The antenna needs to receive about 1/4 of the energy emitted by the base station. I was asking about distance so someone could calculate the minimum size of the antenna that would be effective for that. I would guess that it would be anywhere from unreasonably to impossibly large.

BoB

 

[sophiecentaur]

The calculation is easy apart from the rectifier

OK. Do the calculation, assuming the rectifier is ideal. How much power is the system going to yield? How long would it take to charge a cellphone battery? Very likely, the charger could not keep up with the quiescent requirements of the phone on standby. Just divide your source of 0.5W by more than 1000 (optimistic for a path loss) and divide by your battery volts. That will give you the most charging current you could expect. Assume that phone battery will be about 1000mAh capacity.
The "weak link" is the reality of the situation.
I have asked this question in the past: Can you find such a system to buy on the Internet? Ask yourself why not.

 

[RFDiagnostics]

The RFD102A is a broadband RF-DC converter that can be used for your application. The module works from 60Hz...6GHz. I agree with the other posters that there is not a lot of wireless power to be harvested out there and that any wireless energy harvesting system needs to be designed with a wireless source in mind. The strongest source of energy is a microwave oven and to get useful power you need to be within inches of the microwave near the door seam or the vents on the side. WiFi is too weak unless you are next to the router or if you have some custom code to get the router to transmit on all channels. One option to try with your system is to get an RFD102A-DET that is optimized for 2.5GHz and trim the wire dipole in half to get to 5GHz and then do minitrims to center the frequency response at 5.8GHz.

 

[sophiecentaur]

Trimming a dipole to get optimum match will help you by a few dB only. 'Harvesting', to be any earthly use, would need a gain of at least 30dB. You are talking in terms of an array / dish of several metres diameter and not a dipole. That's unless your dipole is in the near field of the source. (Contactless Charging country.)

 

[sophiecentaur]

The strongest source of energy is a microwave oven and to get useful power you need to be within inches of the microwave near the door seam or the vents on the side.

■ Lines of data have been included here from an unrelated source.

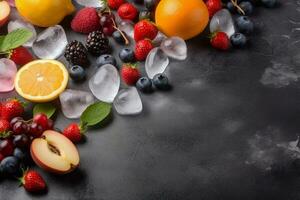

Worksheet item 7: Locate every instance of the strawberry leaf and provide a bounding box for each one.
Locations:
[0,29,32,52]
[80,102,111,126]
[33,103,56,119]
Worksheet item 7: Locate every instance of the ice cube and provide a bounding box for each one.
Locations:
[59,89,95,119]
[89,64,120,103]
[7,19,36,47]
[152,31,167,47]
[0,58,17,92]
[209,9,235,38]
[160,37,187,60]
[145,47,169,78]
[75,0,105,8]
[118,20,134,38]
[114,87,143,115]
[32,25,68,59]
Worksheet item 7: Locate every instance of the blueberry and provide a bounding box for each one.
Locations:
[69,65,86,82]
[112,31,125,44]
[0,156,20,175]
[230,33,247,47]
[119,48,135,63]
[153,74,170,90]
[13,148,26,161]
[261,0,278,8]
[144,0,159,11]
[96,54,117,67]
[226,1,236,13]
[239,1,253,15]
[136,77,152,93]
[236,16,254,34]
[139,10,151,20]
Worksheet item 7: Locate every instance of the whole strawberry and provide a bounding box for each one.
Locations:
[206,0,222,18]
[134,20,158,42]
[134,39,154,61]
[0,99,24,121]
[63,123,85,143]
[71,7,101,34]
[107,0,126,10]
[8,46,34,65]
[20,170,46,192]
[118,3,138,21]
[210,32,230,50]
[121,64,141,85]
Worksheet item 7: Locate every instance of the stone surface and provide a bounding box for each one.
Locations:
[0,0,300,200]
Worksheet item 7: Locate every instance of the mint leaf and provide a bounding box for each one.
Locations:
[0,29,32,52]
[33,103,56,118]
[80,102,111,126]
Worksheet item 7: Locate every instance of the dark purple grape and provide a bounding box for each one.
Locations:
[13,121,28,135]
[13,134,30,148]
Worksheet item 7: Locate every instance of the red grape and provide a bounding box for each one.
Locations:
[33,114,48,130]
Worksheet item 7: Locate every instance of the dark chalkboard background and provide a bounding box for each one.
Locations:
[0,0,300,200]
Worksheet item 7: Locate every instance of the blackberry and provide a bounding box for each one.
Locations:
[86,31,110,56]
[64,40,89,66]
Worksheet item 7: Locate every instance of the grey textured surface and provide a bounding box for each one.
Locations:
[0,0,300,200]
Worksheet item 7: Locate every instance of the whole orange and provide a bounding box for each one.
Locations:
[155,0,209,40]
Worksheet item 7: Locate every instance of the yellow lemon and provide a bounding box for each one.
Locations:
[15,0,75,27]
[15,60,69,102]
[155,0,209,40]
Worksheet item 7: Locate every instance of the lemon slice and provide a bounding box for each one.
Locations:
[15,60,69,102]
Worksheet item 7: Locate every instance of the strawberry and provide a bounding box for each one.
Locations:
[118,3,138,21]
[210,32,230,50]
[121,64,141,85]
[71,7,101,33]
[0,119,10,133]
[20,170,46,192]
[107,0,126,10]
[134,39,154,61]
[63,123,85,143]
[134,20,158,42]
[8,46,34,65]
[1,99,24,121]
[205,0,222,18]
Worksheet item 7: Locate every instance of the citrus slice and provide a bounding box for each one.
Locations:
[15,60,69,102]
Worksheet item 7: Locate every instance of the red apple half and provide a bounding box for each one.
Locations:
[0,1,10,27]
[30,130,80,174]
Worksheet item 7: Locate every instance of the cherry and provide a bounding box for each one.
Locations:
[10,117,23,129]
[13,134,30,148]
[29,122,43,138]
[13,121,28,135]
[0,139,14,157]
[33,113,48,130]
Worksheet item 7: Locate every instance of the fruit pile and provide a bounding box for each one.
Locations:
[0,0,279,195]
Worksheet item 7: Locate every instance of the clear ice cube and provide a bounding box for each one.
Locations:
[32,25,68,59]
[145,47,169,78]
[7,19,36,47]
[118,20,134,38]
[160,37,187,60]
[209,9,235,38]
[152,31,167,47]
[114,87,143,115]
[0,58,17,92]
[75,0,105,8]
[59,89,95,119]
[89,64,120,103]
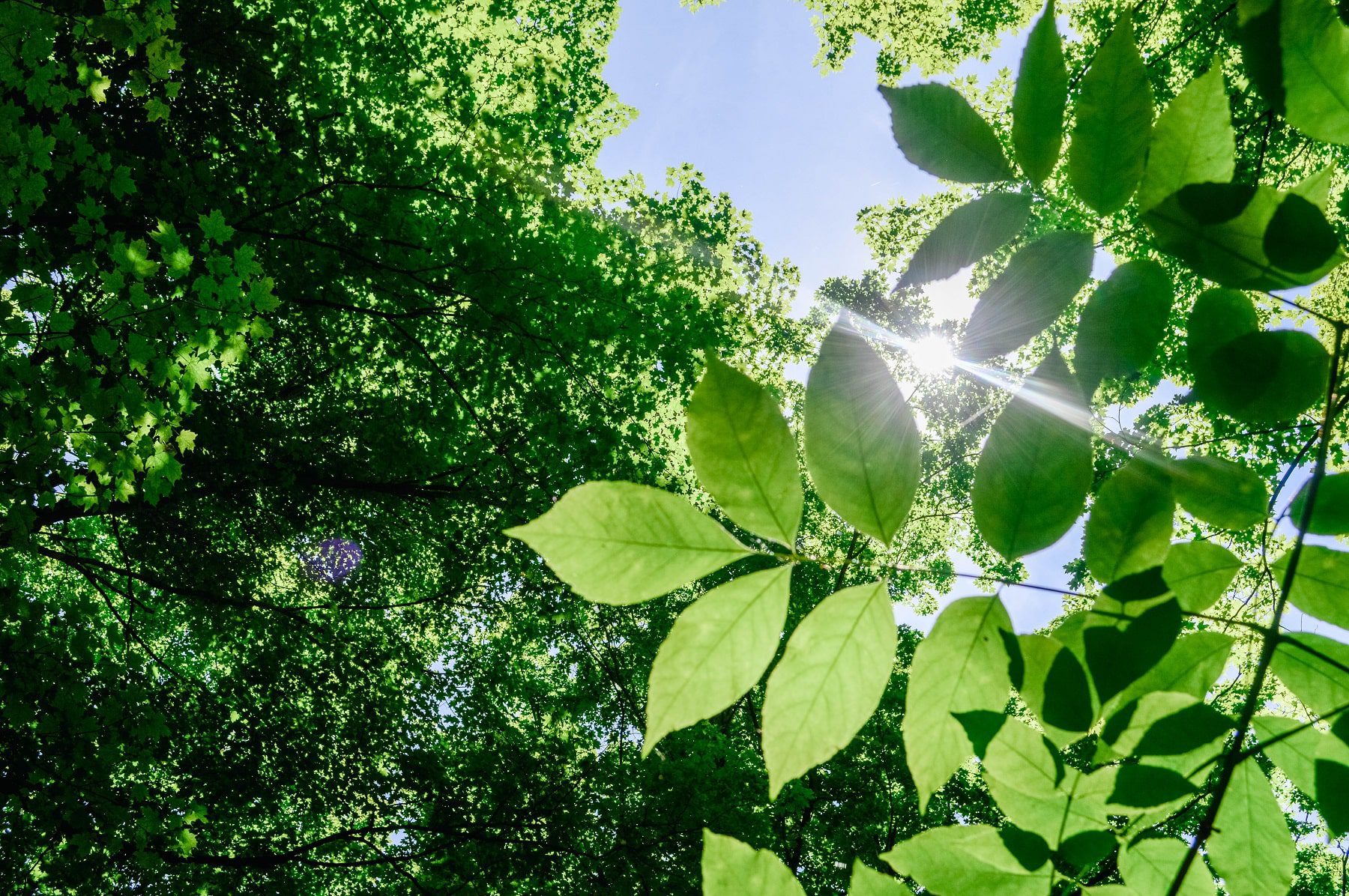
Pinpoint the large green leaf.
[1279,0,1349,143]
[1143,184,1344,290]
[1083,458,1175,583]
[1138,59,1237,212]
[1074,259,1175,394]
[1120,837,1217,896]
[1171,455,1270,529]
[847,859,914,896]
[804,321,921,544]
[1206,758,1297,896]
[688,357,806,548]
[1069,13,1153,214]
[764,581,899,799]
[642,566,792,756]
[892,598,1015,809]
[880,84,1012,184]
[1012,0,1069,184]
[506,482,754,603]
[1272,544,1349,628]
[703,827,806,896]
[881,825,1054,896]
[1162,541,1243,613]
[1270,633,1349,715]
[1288,473,1349,536]
[900,193,1030,288]
[961,232,1093,362]
[970,351,1091,560]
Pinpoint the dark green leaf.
[880,84,1012,184]
[900,193,1030,288]
[961,232,1093,362]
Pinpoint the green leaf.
[804,321,921,544]
[1162,541,1243,613]
[688,357,806,548]
[881,825,1054,896]
[892,596,1012,809]
[961,231,1094,362]
[1083,458,1175,583]
[506,482,754,603]
[1143,184,1344,290]
[1171,456,1270,529]
[1138,58,1237,212]
[970,351,1091,560]
[1012,0,1069,184]
[1074,259,1175,394]
[703,827,806,896]
[900,193,1030,288]
[1204,758,1297,896]
[1069,13,1153,214]
[1120,837,1217,896]
[1270,633,1349,715]
[847,859,914,896]
[1279,0,1349,143]
[764,581,899,799]
[642,567,792,756]
[1271,544,1349,628]
[880,84,1012,184]
[1288,473,1349,536]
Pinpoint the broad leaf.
[642,567,792,756]
[764,581,899,799]
[1083,458,1175,583]
[901,598,1012,811]
[961,231,1093,362]
[1279,0,1349,143]
[703,827,806,896]
[880,84,1012,184]
[506,482,754,603]
[1204,758,1297,896]
[1074,259,1175,394]
[688,357,804,548]
[970,352,1091,560]
[1162,541,1243,613]
[804,321,921,544]
[900,193,1030,288]
[1272,544,1349,628]
[1170,456,1270,529]
[1138,59,1236,212]
[1288,473,1349,536]
[1069,13,1153,214]
[1012,0,1069,184]
[881,825,1054,896]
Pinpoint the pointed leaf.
[804,321,921,544]
[892,598,1012,809]
[642,567,792,756]
[688,357,804,548]
[880,84,1012,184]
[1012,0,1069,184]
[764,581,899,799]
[900,193,1030,288]
[961,231,1093,362]
[506,482,754,603]
[1069,13,1153,214]
[970,352,1091,560]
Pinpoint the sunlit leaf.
[970,352,1091,559]
[880,84,1012,184]
[506,482,752,603]
[764,581,899,799]
[686,357,804,546]
[961,231,1093,362]
[642,567,792,756]
[804,321,921,544]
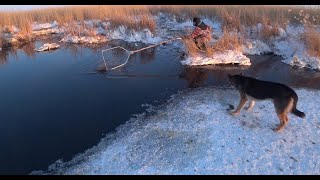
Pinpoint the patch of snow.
[60,34,107,44]
[32,87,320,175]
[242,39,272,55]
[286,25,304,39]
[282,54,320,70]
[274,39,320,70]
[107,26,162,44]
[32,21,58,31]
[13,26,20,33]
[35,43,60,52]
[181,50,251,66]
[96,27,107,35]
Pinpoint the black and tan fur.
[228,74,305,132]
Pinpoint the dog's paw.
[229,111,240,116]
[272,127,283,133]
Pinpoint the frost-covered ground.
[35,43,60,52]
[32,87,320,174]
[4,13,320,70]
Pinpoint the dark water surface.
[0,39,320,174]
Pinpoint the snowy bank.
[35,43,60,52]
[181,50,251,66]
[107,26,162,44]
[32,88,320,174]
[60,34,107,44]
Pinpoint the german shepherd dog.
[228,74,306,132]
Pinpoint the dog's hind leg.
[274,113,287,132]
[246,100,255,111]
[274,98,293,132]
[230,98,247,116]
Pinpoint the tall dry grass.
[0,5,320,57]
[0,5,156,33]
[303,27,320,57]
[0,5,320,35]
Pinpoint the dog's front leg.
[230,97,247,116]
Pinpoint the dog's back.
[234,75,297,100]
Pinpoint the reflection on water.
[179,67,209,88]
[180,55,320,89]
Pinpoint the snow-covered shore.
[4,13,320,70]
[32,87,320,175]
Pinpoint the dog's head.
[228,73,242,89]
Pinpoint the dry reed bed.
[0,5,320,56]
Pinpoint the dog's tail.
[291,93,306,118]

My Microwave oven is probably running for an average of 10 minutes a day. How much total energy, leaked to the outside world does that represent? You really need to get real in discussions like this one (which, to my mind, border on the surreal).
If you can get that close to your microwave oven, then buy a mains splitter and use that other mains outlet for as much energy as you want. It won't be free but it is certainly easy to access and the necessary equipment would be cheap and readily available.